I have been remiss in the discipline of getting to this balm that has been an aid to my healing and health.
This morning I was working through the first chapter of James.
( and I do mean working )
I started by trying to count the various trials in my life as joy .... that is not an easy one. (verse 2)
I loved focusing on the all the good and perfect gifts in my life as coming down from the Father of Lights, who does not change like the sifting shadows. (verse 17)
But then I came to "Listening and Doing".
Ouch.
Tender subject.
James says this, "My dear brothers, take note of this: Everyone should be quick to listen, slow to speak and slow to become angry for anger does not bring about the righteous life that God desires. Therefore get rid of all moral filth and the evil that is so prevalent and humbly accept the word planted in you, which can save you.
James goes on to say,
Do not merely listen to the word
.....................................................................
and so deceive yourselves
.....................................................................
Do what it says.
OK James. Now you are meddling. I could not read any further. I had to stop and memorize these words. I wanted to get verses 19 through 22 into my mind and then write them on my heart.
I started asking myself just how long and how much I had been deceiving myself by just listening to God's Word. How comfortable I made myself just letting His words roll off me like a gentle rain falling against my face on summer day. Taking the refreshment but not the nourishment, think to myself, Here I am again God, listening to your words .... My! Aren't these words comforting! My! Aren't these words powerful! My! Aren't these words challengeing!
Listening! Just listening to them and never doing them leads us to deceive ourselves. Maybe we start thinking we are "super spiritual" after all I am "in the word!" Maybe we start thinking the opposite, "These words are just that, "words!" They haven't brought any change, any real change into my life. I am still the same frightened, passive aggressive, depressed, messed up person that I was before I heard these words. Nothing has changed.

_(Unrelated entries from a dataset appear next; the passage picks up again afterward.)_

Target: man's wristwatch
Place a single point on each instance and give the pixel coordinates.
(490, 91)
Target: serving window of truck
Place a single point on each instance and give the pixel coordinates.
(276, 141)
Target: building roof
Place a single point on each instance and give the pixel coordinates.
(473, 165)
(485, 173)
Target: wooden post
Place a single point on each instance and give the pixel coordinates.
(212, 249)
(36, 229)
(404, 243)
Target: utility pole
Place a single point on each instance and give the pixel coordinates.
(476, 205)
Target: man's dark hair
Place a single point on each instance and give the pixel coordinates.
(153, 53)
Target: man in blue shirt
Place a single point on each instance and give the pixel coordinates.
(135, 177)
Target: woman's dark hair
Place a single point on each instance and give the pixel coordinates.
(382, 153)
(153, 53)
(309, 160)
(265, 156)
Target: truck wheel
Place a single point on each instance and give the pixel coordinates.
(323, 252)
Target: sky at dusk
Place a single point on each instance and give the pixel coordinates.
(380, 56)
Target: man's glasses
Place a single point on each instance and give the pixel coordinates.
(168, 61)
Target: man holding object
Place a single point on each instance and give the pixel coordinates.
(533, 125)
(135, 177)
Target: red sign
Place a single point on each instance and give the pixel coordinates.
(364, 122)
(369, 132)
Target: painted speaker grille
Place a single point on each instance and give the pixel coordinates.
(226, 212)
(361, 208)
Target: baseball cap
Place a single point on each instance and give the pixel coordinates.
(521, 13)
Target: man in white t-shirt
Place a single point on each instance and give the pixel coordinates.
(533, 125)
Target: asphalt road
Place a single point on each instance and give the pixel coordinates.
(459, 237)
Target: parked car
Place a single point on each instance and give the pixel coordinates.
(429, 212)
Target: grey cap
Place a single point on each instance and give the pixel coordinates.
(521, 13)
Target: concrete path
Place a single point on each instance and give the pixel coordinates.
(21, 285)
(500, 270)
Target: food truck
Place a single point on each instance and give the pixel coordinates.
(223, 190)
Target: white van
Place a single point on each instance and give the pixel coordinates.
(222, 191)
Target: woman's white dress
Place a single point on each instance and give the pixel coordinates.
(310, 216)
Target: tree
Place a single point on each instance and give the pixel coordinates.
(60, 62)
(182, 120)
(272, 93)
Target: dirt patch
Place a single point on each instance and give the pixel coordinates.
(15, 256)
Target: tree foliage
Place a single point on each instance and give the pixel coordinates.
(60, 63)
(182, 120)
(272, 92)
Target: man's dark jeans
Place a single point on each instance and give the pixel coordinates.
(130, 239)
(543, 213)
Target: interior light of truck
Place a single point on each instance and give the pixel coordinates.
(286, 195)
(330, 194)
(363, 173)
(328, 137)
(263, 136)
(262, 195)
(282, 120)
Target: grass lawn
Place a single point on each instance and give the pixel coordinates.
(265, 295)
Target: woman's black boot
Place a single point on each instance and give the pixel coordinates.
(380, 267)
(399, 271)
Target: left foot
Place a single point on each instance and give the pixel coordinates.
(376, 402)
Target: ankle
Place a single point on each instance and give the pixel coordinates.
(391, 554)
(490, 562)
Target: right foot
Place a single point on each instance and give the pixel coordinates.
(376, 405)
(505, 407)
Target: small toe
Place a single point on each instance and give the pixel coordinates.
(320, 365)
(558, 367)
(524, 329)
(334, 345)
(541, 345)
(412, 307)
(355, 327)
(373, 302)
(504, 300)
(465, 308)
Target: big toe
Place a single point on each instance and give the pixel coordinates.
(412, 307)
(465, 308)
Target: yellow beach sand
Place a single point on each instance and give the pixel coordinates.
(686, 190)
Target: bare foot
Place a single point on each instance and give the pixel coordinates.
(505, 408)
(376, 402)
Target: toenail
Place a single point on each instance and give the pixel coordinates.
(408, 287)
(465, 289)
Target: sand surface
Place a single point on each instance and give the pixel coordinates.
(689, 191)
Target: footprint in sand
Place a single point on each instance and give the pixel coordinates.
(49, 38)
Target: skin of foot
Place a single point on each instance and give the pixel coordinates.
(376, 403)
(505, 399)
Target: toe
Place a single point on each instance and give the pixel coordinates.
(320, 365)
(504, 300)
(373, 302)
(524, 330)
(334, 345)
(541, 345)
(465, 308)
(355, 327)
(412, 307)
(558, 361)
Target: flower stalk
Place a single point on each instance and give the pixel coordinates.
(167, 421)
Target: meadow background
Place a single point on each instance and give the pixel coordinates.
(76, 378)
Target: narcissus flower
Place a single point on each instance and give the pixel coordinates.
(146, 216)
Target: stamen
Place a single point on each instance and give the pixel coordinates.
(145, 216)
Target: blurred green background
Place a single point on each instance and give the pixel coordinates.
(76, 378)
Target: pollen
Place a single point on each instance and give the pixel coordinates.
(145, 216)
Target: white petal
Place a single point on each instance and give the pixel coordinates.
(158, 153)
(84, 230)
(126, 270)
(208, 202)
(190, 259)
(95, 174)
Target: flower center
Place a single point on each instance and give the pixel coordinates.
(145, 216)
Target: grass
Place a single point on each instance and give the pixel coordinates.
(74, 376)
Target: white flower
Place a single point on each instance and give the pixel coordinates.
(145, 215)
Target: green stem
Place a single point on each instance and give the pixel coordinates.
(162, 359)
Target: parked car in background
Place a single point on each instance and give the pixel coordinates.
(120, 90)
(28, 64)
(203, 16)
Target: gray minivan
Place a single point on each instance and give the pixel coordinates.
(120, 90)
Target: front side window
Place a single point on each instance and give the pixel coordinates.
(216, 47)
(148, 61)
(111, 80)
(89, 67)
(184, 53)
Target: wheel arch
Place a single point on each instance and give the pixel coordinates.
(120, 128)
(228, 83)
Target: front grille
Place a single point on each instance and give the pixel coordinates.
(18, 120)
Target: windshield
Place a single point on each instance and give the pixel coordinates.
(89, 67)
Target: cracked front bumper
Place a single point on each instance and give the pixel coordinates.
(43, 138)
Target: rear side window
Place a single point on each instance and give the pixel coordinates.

With either of these responses, we are still deceived. The change only happens when we "do" the word.
I am starting over with James 1.19-22.
I am going to ( with God's help) do. I want to be a doer. I want to drink the rain and let it bring nourishment to the word that He has planted in this heart.
At least I don't have to worry about the outcome. All of that is in His hands.
Thank you God for your steadfast and unending love for me and everyone else in this world of yours.
May your face shine upon my family today. May we know your love. May we be free from the tyranny of the urgent and free to dream with the imagination that you have given your children. May we be and do what is pleasing in your sight.
Holy, Holy, Holy Lord! God of power and might! Heaven and earth are truly filled with your presence. Hosanna!!!!!